The ROL project, which is an Entry Point Project (EPP) identified in the Greater Kuala Lumpur/Klang Valley National Key Economic Area (NKEA) under the Economic Transformation Programme (ETP), is divided into three components – river cleaning, river master planning and beautification and land development.

River cleaning targets at improving the 110km stretch along the Klang River basin from the current Class III-V to Class IIB by 2020, will be carried out by the Department of Irrigation and Drainage (JPS) while River Development will focus on spurring economic investments into the areas surrounding the river corridor, which will be carried out by the respective developers.

Mastura said that the master planning and beautification works, which DBKL is responsible for, in collaboration with 13 departments and agencies, will be carried out along a 10.7km stretch of the Klang and Gombak river corridor.

The River of Life project might take time as managing the 13 departments and agencies involved is difficult, says MIP.

The River of Life project might take time as managing the 13 departments and agencies involved is difficult, says MIP.
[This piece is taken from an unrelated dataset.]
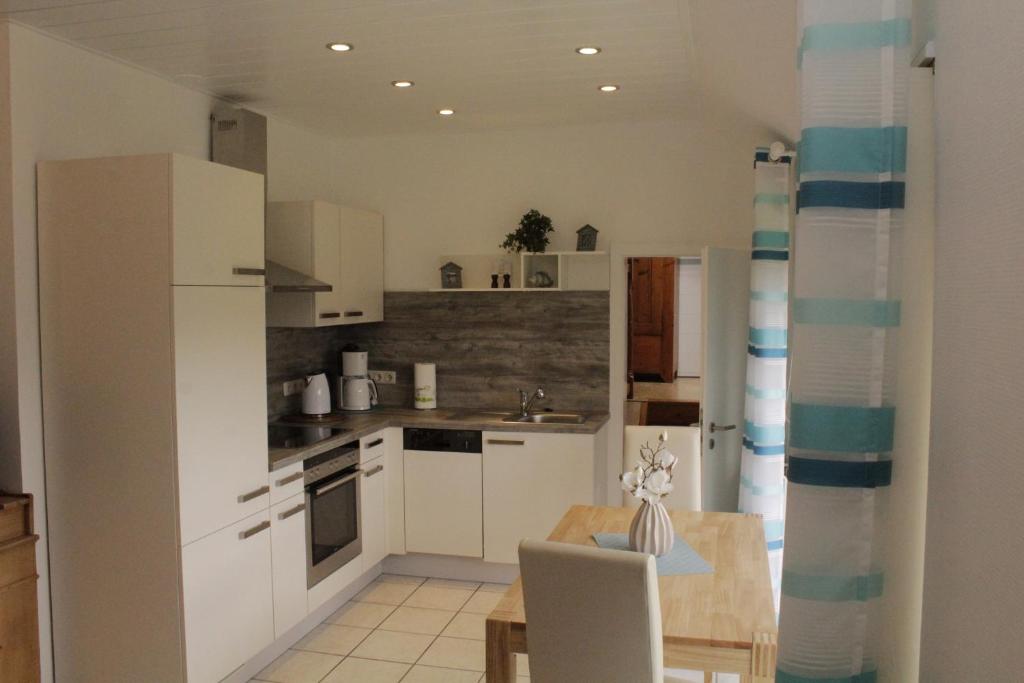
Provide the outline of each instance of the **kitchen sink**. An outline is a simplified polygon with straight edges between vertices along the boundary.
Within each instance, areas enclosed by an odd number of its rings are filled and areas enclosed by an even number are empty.
[[[502,422],[530,423],[535,425],[582,425],[587,418],[575,413],[537,413],[534,415],[510,415]]]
DBKL organised an International Master Planning Competition launched on Apr 12, 2011 to identify the best vision for the beautification works along the stretch. AECOM from USA, which was the winner of the competition, has been appointed as the consultant to produce the ROL Master Plan and Detailed Plan for Precinct 7, the first phase of the component which covers Jalan Tun Perak to Jalan Kinabalu.

In 2014, Mastura was quoted as saying, “With the ROL project, urbanites can anticipate a clean and clear river with views to look forward to in three years’ time.”

The ROL beautification areas encompass 11 precincts, covering Titiwangsa to Brickfields. The master plan will cover plots along the Klang River and Gombak River, including adjacent developments throughout the length of both rivers.

“The precincts will catalyse the development of other areas within the city river front. The overall objective for this project is to realise the aspiration of turning the Klang and Gombak River into a vibrant and liveable waterfront with high economic value. A technically, economically and socially sustainable and executable master plan needs to be formulated,” she said then.

At that time, Mastura said that work on Phase 1 began in 2013 and the progress at the areas behind Masjid Jamek and adjacent to Bangkok Bank is now visible.

She said that ROL is envisioned to be an integral part of lives for people who work and live in KL. It will spur real estate development along the river and a new river-based public transportation system will be integrated as a support system for public transport in the city.

“The river beautification component is expected to be fully completed in 2017,” she added then.